Ten Districts, Many Visions
Candidates building the road to 10-1 work to define Austin's new civic order
District 5: Politically Active
From Zilker, Westgate, and Barton Hills, southward around Sunset Valley, District 5's narrow pattern incorporates Onion Creek to the east, and nearly touches the Hays County line. Drawn around South Lamar and Manchaca, the area is about 23 square miles, and incorporates two versions of Austin – established residential neighborhoods in the northern part, and newly developed strip malls and commercial outlets further south.

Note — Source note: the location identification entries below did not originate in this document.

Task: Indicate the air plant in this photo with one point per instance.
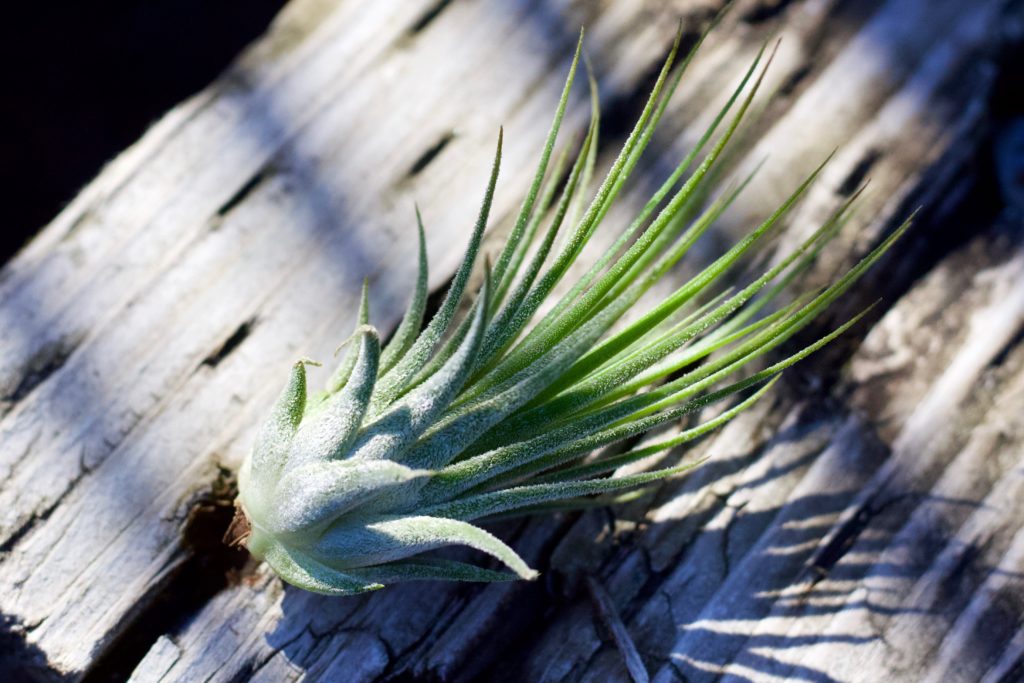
(351, 488)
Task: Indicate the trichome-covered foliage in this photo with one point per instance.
(350, 488)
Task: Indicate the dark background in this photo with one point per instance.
(83, 80)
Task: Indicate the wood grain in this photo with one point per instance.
(863, 524)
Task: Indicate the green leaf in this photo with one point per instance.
(314, 495)
(300, 569)
(408, 330)
(392, 539)
(344, 369)
(328, 432)
(389, 434)
(391, 384)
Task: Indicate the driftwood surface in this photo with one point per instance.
(865, 523)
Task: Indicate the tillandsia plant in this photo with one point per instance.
(350, 488)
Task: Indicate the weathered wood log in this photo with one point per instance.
(864, 524)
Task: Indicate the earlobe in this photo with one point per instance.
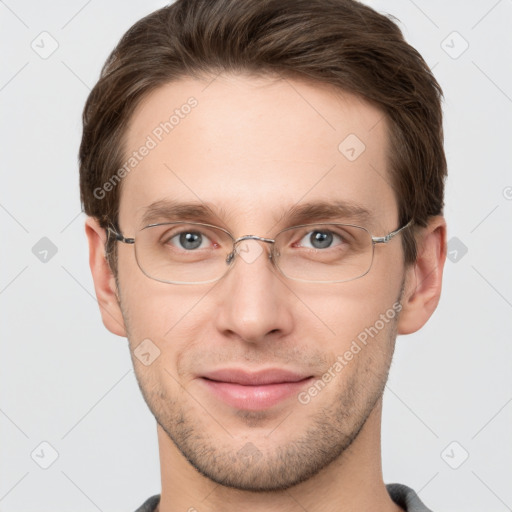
(424, 278)
(104, 281)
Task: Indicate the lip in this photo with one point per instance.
(254, 391)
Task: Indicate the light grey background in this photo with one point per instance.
(65, 380)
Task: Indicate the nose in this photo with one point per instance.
(254, 302)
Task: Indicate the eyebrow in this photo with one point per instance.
(168, 210)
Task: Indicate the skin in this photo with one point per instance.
(257, 146)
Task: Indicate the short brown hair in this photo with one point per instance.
(339, 42)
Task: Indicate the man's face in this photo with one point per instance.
(252, 149)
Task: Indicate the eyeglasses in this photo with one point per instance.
(197, 253)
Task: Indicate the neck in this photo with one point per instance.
(353, 482)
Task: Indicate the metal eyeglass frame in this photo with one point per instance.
(375, 240)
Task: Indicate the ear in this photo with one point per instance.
(104, 281)
(424, 277)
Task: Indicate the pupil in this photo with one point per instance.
(321, 240)
(190, 240)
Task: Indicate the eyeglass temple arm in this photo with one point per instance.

As elsewhere in the city, affordability, transportation, and public safety are the priorities. As South Lamar becomes increasingly developed, residents have grown concerned with growing traffic and the ability of developers to work with existing infrastructure. Most of the 80,000 residents are homeowners, rooted for decades in "Old Austin" Zilker and Barton Hills, or newly planted in the subdivisions along Manchaca. Candidates want to show they can respond to needs across the district, and specifically give voice to the more rapidly growing southern tip. Some candidates say that southern residents complain of neglect by City Hall, and are running to fill that gap. Most advocate better public transportation – e.g., expanded bus routes to the south. As for pedestrians: The state of sidewalks, commented another, is "appalling."
After last year's Onion Creek flood, emergency preparedness and flood control is also fresh on residents' minds. All the candidates have sharply criticized City Hall's delay and inaction, and are campaigning in part on the debacle of the city's slow response, promising to ensure that failure is never repeated. They've proposed proactive measures: stronger watershed control, better early warning systems, and upgrading the infrastructure as population grows.
The signs indicate an engaged (and mostly progressive) voting base. The mostly white (59.5%; 31% Hispanic; 4.2% African-American; fewer than 10% noncitizens) district is one of the most politically active, with roughly 56,000 registered voters and generally high turnout – in 2012, a majority voted for Barack Obama. Yet not one, but three candidates, swing GOP: Jason Denny, a General Land Office staffer who is also executive director of Texas Young Republicans, plus retired financial advisor Mike Rodriguez and systems tech Dave Senecal. They face two prominent Dems – Realtor Dan Buda, former chief of staff to state senator and gubernatorial candidate Wendy Davis, and attorney and health care advocate Ann Kitchen, a former Democratic state legislator who represented part of D5 while in office. Of the seven candidates, Kitchen is the best known, best funded, and most endorsed. In the officially nonpartisan city race, partisanship hasn't dominated during forums, but it could make a difference in the voting booth.